Weather Underground Forecast for Saturday, March 24, 2012.
Two strong weather features were to affect the nation on Saturday. In the East, a low pressure system continued making its way eastward from the Plains. On Saturday, it was expected to move over the Ohio River Valley and toward the East Coast. Flow around this system continued pulling in moisture from the Gulf of Mexico, allowing for moderate to heavy showers and thunderstorms to develop along its associated cold front. Those storms were expected to turn severe with heavy downpours, strong and damaging winds, large hail, and a few tornadoes. Temperatures were finally cooling down over the East Coast as this cold front passed. Highs were expected to return to the 60s for the Northeast, Midwest, and Mid-Atlantic states.
Out West, another strong low pressure system was making its way onshore from the Pacific Ocean. This system was to obtain abundant moisture and energy before moving pushing a cold front into northern California. Rainfall totals across northern California and southern Oregon were expected to range from a half-inch to an inch. Two to 6 inches of new snow were expected above 3,000 feet across the mountains of northern California. Only light snow showers were expected across the Sierras, but strong winds were developing across the region, ahead of the cold front.

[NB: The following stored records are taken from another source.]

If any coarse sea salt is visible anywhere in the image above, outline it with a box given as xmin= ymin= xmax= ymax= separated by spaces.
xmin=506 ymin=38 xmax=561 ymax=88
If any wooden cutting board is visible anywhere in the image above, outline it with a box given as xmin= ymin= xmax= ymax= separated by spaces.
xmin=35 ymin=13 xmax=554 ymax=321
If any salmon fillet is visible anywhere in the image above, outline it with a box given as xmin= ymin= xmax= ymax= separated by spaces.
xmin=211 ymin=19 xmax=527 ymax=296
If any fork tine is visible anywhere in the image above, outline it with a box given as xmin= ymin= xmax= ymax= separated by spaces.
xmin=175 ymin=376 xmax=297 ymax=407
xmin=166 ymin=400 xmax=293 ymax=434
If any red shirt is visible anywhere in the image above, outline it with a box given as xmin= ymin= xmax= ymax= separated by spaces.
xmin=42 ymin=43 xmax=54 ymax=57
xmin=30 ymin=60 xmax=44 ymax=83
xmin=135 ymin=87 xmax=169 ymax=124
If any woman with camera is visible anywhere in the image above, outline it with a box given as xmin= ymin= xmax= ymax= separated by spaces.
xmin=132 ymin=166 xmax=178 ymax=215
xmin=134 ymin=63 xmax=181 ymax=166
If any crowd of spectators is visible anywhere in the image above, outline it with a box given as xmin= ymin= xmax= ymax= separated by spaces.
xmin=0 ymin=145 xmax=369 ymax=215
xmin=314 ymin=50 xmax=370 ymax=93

Winds were to range from 40 to 50 mph, up to 60 mph gusts likely at high mountain passes.
Meanwhile, between these two systems, a ridge of high pressure was building over the Central U.S. This was pushing moisture away to the south, producing mostly sunny skies and dry conditions. Highs were to range in the 50s and 60s across the Upper Midwest and Northern Plains, while the Central and Southern Plains were expecting highs in the 70s and 80s.